Cellular, molecular and immunological mechanisms in the pathophysiology of vein graft intimal hyperplasia

Abstract

Coronary artery disease, leading to myocardial infarction and ischaemia, affects millions of persons and is one of the leading causes of morbidity and mortality worldwide. Invasive techniques such as coronary artery bypass grafting are used to alleviate the sequelae of arterial occlusion. Unfortunately, restenosis or occlusion of the grafted conduit occurs over a time frame of months to years with a gradual reduction in patency, especially in vein grafts. The events leading to intimal hyperplasia (IH) formation involve numerous cellular and molecular components. Various cellular elements of the vessel wall are involved as are leucocyte-endothelial interactions that trigger the coagulation cascade leading to localized thrombus formation. Subsequent phenotypic modification of the medial smooth muscle cells and their intimal migration is the basis of the lesion formation that is thought to be propagated by an immune-mediated reaction.

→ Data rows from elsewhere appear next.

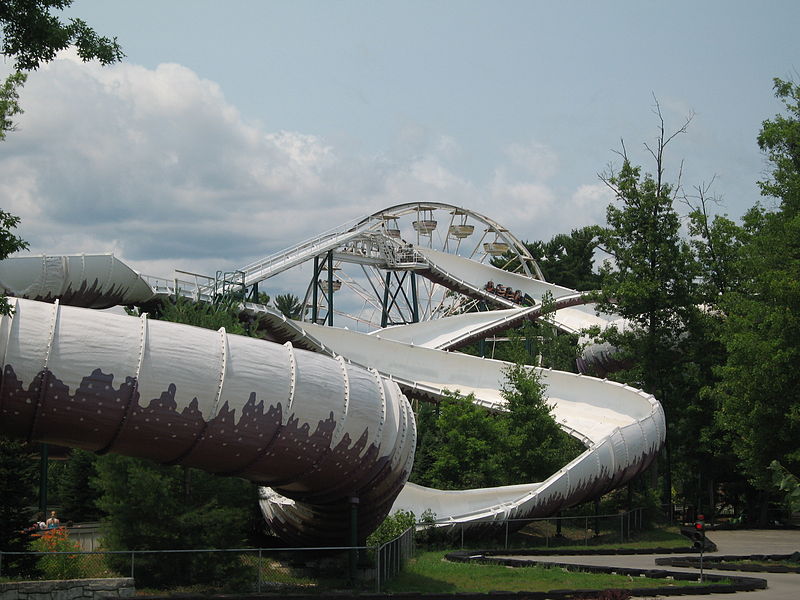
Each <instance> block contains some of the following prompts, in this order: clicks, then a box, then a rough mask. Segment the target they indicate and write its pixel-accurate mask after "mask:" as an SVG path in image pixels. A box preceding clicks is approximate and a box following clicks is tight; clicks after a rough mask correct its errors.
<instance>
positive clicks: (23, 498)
mask: <svg viewBox="0 0 800 600" xmlns="http://www.w3.org/2000/svg"><path fill="white" fill-rule="evenodd" d="M37 466H38V462H37V461H36V455H35V454H33V453H32V452H31V450H30V447H29V446H27V445H25V444H23V443H21V442H17V441H12V440H9V439H7V438H5V437H0V490H2V491H3V493H2V502H0V550H2V551H4V552H26V551H27V550H28V544H29V543H30V541H31V539H32V538H31V536H30V533H29V532H27V531H26V530H27V529H28V527H29V526H30V524H31V517H32V514H31V512H30V509H29V508H28V507H29V506H31V505H33V504H35V503H36V487H35V482H36V481H37V471H38V469H37ZM35 562H36V558H35V557H24V556H23V557H19V556H12V557H3V574H4V575H5V574H15V575H25V574H29V573H30V572H31V570H32V569H33V566H34V564H35Z"/></svg>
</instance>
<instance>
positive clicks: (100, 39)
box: [0, 0, 124, 71]
mask: <svg viewBox="0 0 800 600" xmlns="http://www.w3.org/2000/svg"><path fill="white" fill-rule="evenodd" d="M71 4H72V0H8V1H6V2H3V3H2V6H0V26H2V29H3V49H2V52H3V54H4V55H5V56H7V57H11V58H13V60H14V64H15V67H16V68H17V70H22V71H30V70H34V69H37V68H39V66H40V65H41V64H42V63H45V62H50V61H51V60H53V59H54V58H55V56H56V54H57V53H58V52H59V51H61V50H64V49H66V48H69V47H70V46H73V45H74V46H75V47H76V48H77V50H78V56H80V57H81V58H82V59H83V60H92V59H97V60H99V61H100V62H101V63H102V64H109V63H112V62H116V61H118V60H120V59H121V58H122V57H123V56H124V55H123V54H122V50H121V48H120V47H119V44H118V43H117V40H116V38H114V39H109V38H107V37H102V36H99V35H97V33H95V31H94V30H93V29H92V28H90V27H89V26H88V25H87V24H86V23H85V22H84V21H82V20H81V19H70V20H69V21H68V22H66V23H65V22H63V21H62V20H61V19H59V18H58V17H57V16H55V15H53V14H51V11H53V10H63V9H65V8H67V7H69V6H70V5H71Z"/></svg>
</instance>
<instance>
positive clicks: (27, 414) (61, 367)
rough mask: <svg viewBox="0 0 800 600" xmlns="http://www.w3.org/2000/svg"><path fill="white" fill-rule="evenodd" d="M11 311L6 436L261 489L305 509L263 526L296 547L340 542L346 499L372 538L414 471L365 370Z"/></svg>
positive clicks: (138, 319)
mask: <svg viewBox="0 0 800 600" xmlns="http://www.w3.org/2000/svg"><path fill="white" fill-rule="evenodd" d="M12 304H13V308H14V315H13V316H10V317H9V316H4V317H2V321H1V322H0V354H1V355H2V357H3V378H2V384H1V385H0V433H2V434H4V435H9V436H12V437H17V438H21V439H26V440H29V441H39V442H47V443H52V444H58V445H62V446H69V447H76V448H84V449H86V450H91V451H94V452H99V453H105V452H116V453H119V454H124V455H127V456H137V457H142V458H148V459H152V460H155V461H157V462H160V463H167V464H179V465H186V466H192V467H198V468H201V469H204V470H206V471H209V472H212V473H219V474H225V475H235V476H239V477H243V478H246V479H250V480H251V481H255V482H258V483H261V484H264V485H269V486H271V487H273V488H275V489H276V490H279V491H280V493H281V494H283V495H284V496H286V497H290V498H292V499H294V500H297V501H301V502H302V507H303V514H302V516H301V517H300V519H301V520H300V521H296V522H282V521H280V520H274V521H273V522H272V523H271V525H272V527H273V528H274V529H275V530H276V531H277V532H278V533H280V534H281V535H283V536H284V537H286V538H288V539H292V540H296V541H304V540H306V541H307V540H315V541H317V542H320V541H321V542H331V543H335V544H341V543H342V542H343V541H344V540H346V539H347V532H348V531H349V527H350V526H349V514H350V502H351V500H352V499H358V501H359V504H360V506H359V511H358V516H359V530H360V531H371V530H372V529H373V528H374V527H376V526H377V525H378V524H379V523H380V521H381V520H382V519H383V517H384V516H385V515H386V513H387V512H388V510H389V508H390V506H391V504H392V502H393V500H394V498H395V496H396V495H397V494H398V492H399V491H400V489H401V488H402V486H403V484H404V483H405V481H406V479H407V477H408V473H409V472H410V470H411V467H412V464H413V459H414V446H415V443H416V429H415V425H414V415H413V412H412V411H411V408H410V406H409V404H408V401H407V400H406V398H405V397H404V396H403V395H402V393H401V392H400V390H399V388H398V386H397V384H395V383H393V382H391V381H390V380H388V379H387V378H385V377H382V376H381V375H379V374H378V373H377V372H376V371H375V370H374V369H367V368H362V367H359V366H356V365H354V364H352V363H350V362H348V361H346V360H344V359H343V358H342V357H331V356H327V355H325V354H319V353H313V352H309V351H307V350H300V349H295V348H293V347H292V345H291V344H285V345H279V344H275V343H271V342H266V341H263V340H258V339H254V338H248V337H244V336H237V335H228V334H227V333H226V332H225V330H224V329H221V330H219V331H210V330H206V329H200V328H196V327H189V326H184V325H178V324H175V323H168V322H164V321H151V320H149V319H147V318H146V316H144V317H142V318H135V317H127V316H121V315H115V314H109V313H100V312H97V311H92V310H87V309H82V308H74V307H69V306H62V305H61V304H59V303H58V302H56V303H55V304H46V303H42V302H35V301H28V300H19V299H14V300H13V301H12ZM298 506H299V504H298Z"/></svg>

Despite intense scrutiny, the pathophysiology of IH remains an enigma. Although several growth factors, cytokines and numerous other biomolecules have been implicated and their relationship to prohyperplasia pathways such as the phosphatidyl-inositol 3-kinase (PI3K)-Akt pathway has been established, many pieces of the puzzle are still missing. An in-depth understanding of early vein graft adaptation and progression is necessary to improve the long-term prognosis and develop more effective therapeutic measures. In this review, we have critically evaluated and summarized the literature to elucidate and interlink the numerous established and emerging factors that play a key role in the development of IH leading to vein graft restenosis.